• antinatalautist
    32
    When you identify your existence as being 'the entirety of your present experience', it causes solipsism because when you, 'by analogy', conceive of others, they must too have their own little 'experience orbs/worlds', which may (or may not- according to solipsists), exist 'out there' beyond the bounds of your experience 'somewhere' ('beyond your experience' is not a place) unknowable.

    The humans that you then interact in your everyday life, basically become non-player characters, sims people. That may or may not, represent within your experience, the actions of a person acting within their own private 'experience-orb/world'. With some unknown causal correlation occurring between the two 'experience orbs' (the sum of one's present, private experience). Or with nothing at all beyond your world, according to the solipsist.

    So what's the solution to this isolation? It is to conceive or identify oneself in a different manner. Your theory of what you are, is almost automatically a theory of others. I cannot help but, 'by analogy', extrapolate the way in which I exist to be roughly the same as the way in which others exist, it is my natural inclination. As in, I don't interact with someone and conceive of their experience is being this amalgamation of 47 different senses I've never experienced. And I don't naturally conceive of others as p-zombies. Why? Because I identifying oneself as one's body, within a public external world.

    So we see other people as 'others', because we identify ourselves as being our body, and we identify our visual experience as being a direct realist type 'window upon an already there world'.

    But could it not then just be the case that my experience-orb really is just 'ontologically private', it really is completely cut off from everything, or nothing lays beyond, and I've just mentally structured my own experience in such a way as to generate an experience of others. So I have these perceptions and experience, and I mentally identify myself with a particular part of it, or you could say I structure my experience so it is in a particular mode (of say, being this body, within this external public space), which, due to my natural inclination to by analogy mentally place other 'windows upon the world' into the eyes of humans around me, causes my visual field - the world around me - to be experienced as public?
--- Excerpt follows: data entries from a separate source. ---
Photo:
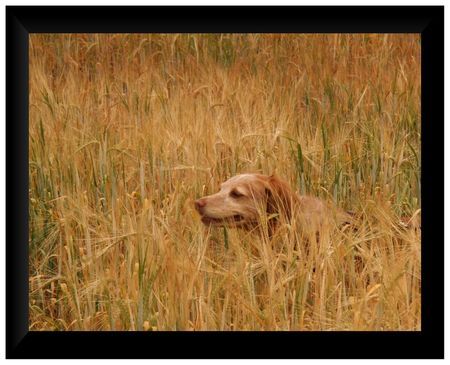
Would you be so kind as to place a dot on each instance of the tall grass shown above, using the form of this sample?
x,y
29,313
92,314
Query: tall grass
x,y
127,130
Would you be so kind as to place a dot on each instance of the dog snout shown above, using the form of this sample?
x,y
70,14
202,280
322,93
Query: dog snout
x,y
199,204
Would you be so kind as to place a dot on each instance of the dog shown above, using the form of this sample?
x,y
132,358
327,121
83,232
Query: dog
x,y
248,200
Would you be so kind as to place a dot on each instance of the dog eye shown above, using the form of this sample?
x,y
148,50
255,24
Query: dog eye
x,y
236,194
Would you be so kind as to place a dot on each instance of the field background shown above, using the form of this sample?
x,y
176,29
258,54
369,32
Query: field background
x,y
126,131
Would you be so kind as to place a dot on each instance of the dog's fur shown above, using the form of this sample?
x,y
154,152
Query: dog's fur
x,y
246,200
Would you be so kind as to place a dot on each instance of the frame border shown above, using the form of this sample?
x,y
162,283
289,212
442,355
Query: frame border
x,y
22,20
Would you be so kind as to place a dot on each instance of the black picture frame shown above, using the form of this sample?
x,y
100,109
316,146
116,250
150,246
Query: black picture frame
x,y
427,343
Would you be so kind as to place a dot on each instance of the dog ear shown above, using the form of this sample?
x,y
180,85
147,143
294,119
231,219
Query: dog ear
x,y
279,197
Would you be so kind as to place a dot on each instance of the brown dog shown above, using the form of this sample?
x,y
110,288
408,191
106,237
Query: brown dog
x,y
246,200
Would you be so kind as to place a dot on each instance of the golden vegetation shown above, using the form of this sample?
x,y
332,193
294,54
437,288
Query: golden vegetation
x,y
126,131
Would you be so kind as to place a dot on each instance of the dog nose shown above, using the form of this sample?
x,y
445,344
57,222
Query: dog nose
x,y
199,204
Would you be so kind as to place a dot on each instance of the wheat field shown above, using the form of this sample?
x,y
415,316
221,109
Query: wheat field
x,y
127,130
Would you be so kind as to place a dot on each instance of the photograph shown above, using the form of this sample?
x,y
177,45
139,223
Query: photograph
x,y
224,182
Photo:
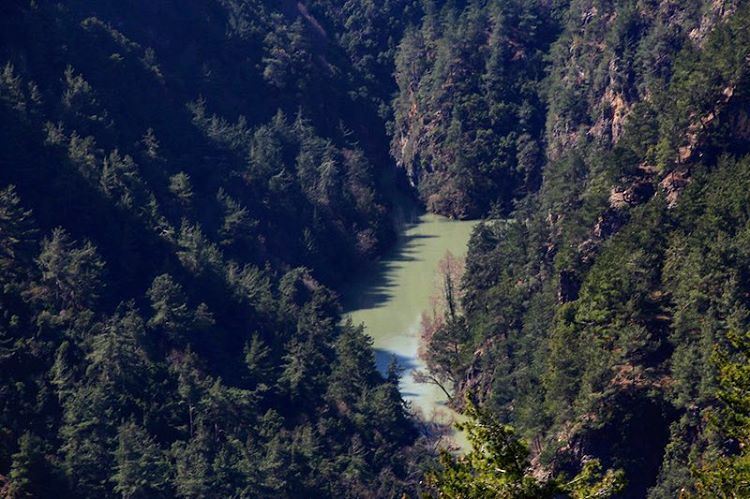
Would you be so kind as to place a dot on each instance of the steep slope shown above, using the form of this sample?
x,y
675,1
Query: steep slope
x,y
593,313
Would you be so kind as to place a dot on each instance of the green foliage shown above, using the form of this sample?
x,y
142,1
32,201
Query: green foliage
x,y
498,466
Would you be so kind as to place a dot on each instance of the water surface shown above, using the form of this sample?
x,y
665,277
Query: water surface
x,y
390,298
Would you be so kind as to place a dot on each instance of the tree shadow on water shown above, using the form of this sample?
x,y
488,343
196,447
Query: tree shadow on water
x,y
377,284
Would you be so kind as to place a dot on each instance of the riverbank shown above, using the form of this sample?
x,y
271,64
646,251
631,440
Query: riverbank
x,y
390,297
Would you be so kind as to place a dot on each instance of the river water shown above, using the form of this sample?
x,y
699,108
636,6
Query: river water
x,y
390,297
    So what came first, your perceptions and the way you structure them mentally (is the space around me public? is it private?), or the public space inhabited by others? Which caused which?
  • Michael Ossipoff
    1.7k


    It seems to me that what basically is, for us, is individual experience. Out life-experience story. ...a possibility-story (as described and defined in my other posts at these forums). Describing the world from the point of view of your experience seems the ultimate Empiricism. What you know about the physical world, all comes via experience.

    Of course, your life-experience possibility-story has to have a setting, in a possibility-world. And that world must include other members of your species.

    But, though your experience is basic and primary, as what there is, for you, it seems to me that a fully Anti-Realist position has a problem with what "abstract" means, in "abstract facts". It seems legitimate for philosophy to pursue objective, general, abstract description.

    So, though I feel that Experience and Experiencer are locally primary, in some way, that can't rule-out the valid hypothetical independent existence of the whole wider world of abstract facts.

    In the infinity of abstract facts, and inter-referring systems of them, of course it's inevitable that there will be life-experience possibility-stories, and therefore experiencers. We're natural and inevitable.

    Understandably, we and our experience are what there is for us, and we naturally perceive metaphysical reality as such., from that point of view, our own point of view.

    Michael Ossipoff
  • Cavacava
    2.4k

    But could it not then just be the case that my experience-orb really is just 'ontologically private', it really is completely cut off from everything, or nothing lays beyond, and I've just mentally structured my own experience in such a way as to generate an experience of others. So I have these perceptions and experience, and I mentally identify myself with a particular part of it, or you could say I structure my experience so it is in a particular mode (of say, being this body, within this external public space), which, due to my natural inclination to by analogy mentally place other 'windows upon the world' into the eyes of humans around me, causes my visual field - the world around me - to be experienced as public?

    Sloping towards idealism isn't it?